27 December 2014
Christmas Through the Years, Gladys Hasty Carroll
I remember seeing this author's books in the library as a child; they were what today we would call "chick lit," or more likely "domestic dramas." However, they were a cut above the usual; apparently one of Ms. Carroll's books lost out on a Pulitzer Prize to The Good Earth. But I found this book in the Christmas rack of the Friends of the Library book sale, and the price was right...
...and I loved it. This isn't the kind of rubbish they write today about divorce and adultery and affairs; oh, the families in these short stories have problems, but they're homelike problems of growing up, losing a family member, growing older, trusting one's child's spouse to do the correct thing, etc. The first four pieces are charming examples of how farm- and middle-class folk celebrated the Christmas season before and during World War I. "Christmas 1922" is notable because it is taken from the author's own diary and talks about Christmas in her home, with much nostalgia about telephone party lines.

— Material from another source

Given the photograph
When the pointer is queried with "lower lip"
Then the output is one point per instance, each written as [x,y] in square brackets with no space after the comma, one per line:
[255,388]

"Christmas 1946" is a reprint of one of her most famous stories, a Christmas novella called While the Angels Sing, about a widowed mother who is staying with her daughter and her family for Christmas and learning many things about her son-in-law and her grandchildren, still thinking about her son, who survived World War II, but never came home. I couldn't wait to turn the pages to see what had happened with the daughter and her best friend, the older brother who had a crush on the snobby daughter of a neighbor, the younger brother who was so independent, yet so caring of his little sister, or if the janitor would really turn on the heat in the church for the Christmas pageant!
"Christmas 1949" is yet another novella, Christmas With Johnny, the sweet story of a nine-year-old boy who feels left out at home, at church, at school. His parents give up his beloved farm, so that he has to move away from his only friend, a little girl (a fact he is teased about in school and by his father), and when it looks as if he may have found a secure place in Sunday School, he's teased about that as well, and bullied at school. It takes a crisis for his parents and his teachers to discover how alone he actually feels.
The other stories were lovely as well, but I liked the two novellas the best. If you enjoy stories about families at Christmas, with strong family values and Christmas cheer, you would do well to look up this book.